Stahl (1986) comprova, que, não obstante a Lei 5.692/71 ter estabelecido a obrigatoriedade mínima da formação docente em nível de 2º Grau e ter compreendido a docência leiga como um recurso provisório e circunscrito a casos de exceção, o número de professores leigos, em 1983, nas escolas rurais brasileiras, doze anos após a promulgação da referida lei, era de 113.469, de um total de 151.148. Isto é, 75,07% dos professores em atuação nas escolas rurais do Brasil eram leigos no início da década de 1980.

Vighi (2008), ao estudar a trajetória profissional dos professores leigos no município de Pelotas-RS, ainda na década de 1980, ressalta que o sul do país era o segundo lugar no Brasil com maior número de professores com baixa escolaridade, pois comportava um percentual de 26,9% de todos os docentes da região. Normalmente, esse profissional era membro da comunidade rural e, muitas vezes, representava a única alternativa de escolarização para as crianças daquela localidade. Furtado e Moreira (2015) afirmam que, no sul do Mato Grosso, entre os anos de 1930-1970, predominava a escola primária rural e, no ano de 1963, 60% dos professores primários eram leigos, o que também justificava a concentração de cursos de férias para professoras leigas e cursos de difusão dos métodos pedagógicos ofertados pelos poderes públicos no ano de 1964.

Além do aspecto relativo à insuficiente formação, devemos considerar também a presença de professoras mulheres nas escolas rurais. Stahl (1986) destaca, ao analisar os dados do MEC de 1983, que dos 206.837 professores nas zonas rurais, 84,45% correspondiam a docentes do sexo feminino. Gonçalves (2015) afirma, por exemplo, que, no estado do Piauí, no ano de 1976, do total de 3.856 docentes no ensino de 1º Grau no meio rural, 3.746 eram mulheres, ou seja, 97%. De acordo com Vilella (2016), a escola brasileira foi regida, organizada e ministrada predominantemente por mulheres a partir do século XIX. Uma feminização histórica do magistério que, segundo os estudos de Carvalho (2018), permaneceu como uma realidade nas salas da educação básica brasileiras. Com efeito, no ano de 2017, tanto nas zonas urbanas, quanto rurais, averiguamos que 81% das professoras eram do sexo feminino.
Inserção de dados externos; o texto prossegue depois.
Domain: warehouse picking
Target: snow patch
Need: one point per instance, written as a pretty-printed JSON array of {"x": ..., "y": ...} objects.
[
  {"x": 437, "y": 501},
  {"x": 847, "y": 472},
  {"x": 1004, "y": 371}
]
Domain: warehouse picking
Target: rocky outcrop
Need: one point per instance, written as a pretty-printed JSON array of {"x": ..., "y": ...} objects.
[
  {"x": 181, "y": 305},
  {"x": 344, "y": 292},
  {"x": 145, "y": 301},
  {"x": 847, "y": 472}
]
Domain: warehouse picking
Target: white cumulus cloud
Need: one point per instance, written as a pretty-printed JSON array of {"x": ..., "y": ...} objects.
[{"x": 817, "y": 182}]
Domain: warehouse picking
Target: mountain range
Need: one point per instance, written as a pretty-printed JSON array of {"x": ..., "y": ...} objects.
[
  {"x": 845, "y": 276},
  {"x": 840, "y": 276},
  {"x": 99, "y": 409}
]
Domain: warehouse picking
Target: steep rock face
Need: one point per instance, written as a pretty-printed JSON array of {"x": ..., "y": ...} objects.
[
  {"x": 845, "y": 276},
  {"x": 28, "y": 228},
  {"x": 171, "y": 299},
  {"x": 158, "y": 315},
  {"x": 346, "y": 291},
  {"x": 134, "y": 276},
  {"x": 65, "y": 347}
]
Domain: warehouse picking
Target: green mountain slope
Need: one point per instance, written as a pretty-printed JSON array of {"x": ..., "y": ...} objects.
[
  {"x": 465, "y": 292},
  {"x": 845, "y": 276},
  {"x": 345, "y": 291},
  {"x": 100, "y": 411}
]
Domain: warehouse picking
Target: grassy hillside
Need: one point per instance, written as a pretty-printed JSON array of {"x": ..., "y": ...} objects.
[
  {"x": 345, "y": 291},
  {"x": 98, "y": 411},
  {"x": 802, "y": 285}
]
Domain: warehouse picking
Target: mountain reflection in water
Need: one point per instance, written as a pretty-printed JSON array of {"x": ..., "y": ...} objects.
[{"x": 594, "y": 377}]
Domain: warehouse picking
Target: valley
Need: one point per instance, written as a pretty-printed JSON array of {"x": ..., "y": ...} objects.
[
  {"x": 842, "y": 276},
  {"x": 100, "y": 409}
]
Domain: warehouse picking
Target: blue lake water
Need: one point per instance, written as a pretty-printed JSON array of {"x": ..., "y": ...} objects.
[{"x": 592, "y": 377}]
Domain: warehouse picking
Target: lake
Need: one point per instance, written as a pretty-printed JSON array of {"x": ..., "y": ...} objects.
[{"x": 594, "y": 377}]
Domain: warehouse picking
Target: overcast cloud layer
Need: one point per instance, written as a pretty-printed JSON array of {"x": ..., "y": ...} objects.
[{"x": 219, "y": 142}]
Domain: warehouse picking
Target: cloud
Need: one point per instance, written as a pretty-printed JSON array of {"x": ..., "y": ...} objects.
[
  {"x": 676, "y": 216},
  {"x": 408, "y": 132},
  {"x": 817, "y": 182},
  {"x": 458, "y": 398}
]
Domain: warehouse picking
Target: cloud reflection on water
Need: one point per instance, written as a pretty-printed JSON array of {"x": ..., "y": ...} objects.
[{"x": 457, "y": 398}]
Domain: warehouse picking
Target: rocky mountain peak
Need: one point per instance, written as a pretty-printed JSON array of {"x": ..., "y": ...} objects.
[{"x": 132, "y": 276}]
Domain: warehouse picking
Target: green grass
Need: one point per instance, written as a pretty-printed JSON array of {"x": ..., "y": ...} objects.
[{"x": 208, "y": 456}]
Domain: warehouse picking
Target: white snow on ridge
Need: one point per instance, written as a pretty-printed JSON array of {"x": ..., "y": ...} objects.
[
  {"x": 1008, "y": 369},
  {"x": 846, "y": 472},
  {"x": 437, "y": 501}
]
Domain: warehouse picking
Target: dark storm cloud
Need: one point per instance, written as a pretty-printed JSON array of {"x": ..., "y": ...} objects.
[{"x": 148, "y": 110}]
À semelhança da realidade nacional, a docência do magistério primário rural em Uberlândia, município situado na sub-região do Triângulo Mineiro, no estado de Minas Gerais (MG), era desempenhada pelas professoras do sexo feminino. Nos anos de 1950-1973, Araújo e Lima (2011) constataram a predominância de mulheres nas escolas rurais. Segundo as autoras, dos 210 docentes rurais em atuação, 199 eram do sexo feminino e somente 11 do sexo masculino. Tal prevalência acentuou-se ainda mais na década de 1970, quando Assis (2018) identificou que, de entre os 62 professores municipais rurais pesquisados, somente 3 professores eram do sexo masculino e 59 do sexo feminino6.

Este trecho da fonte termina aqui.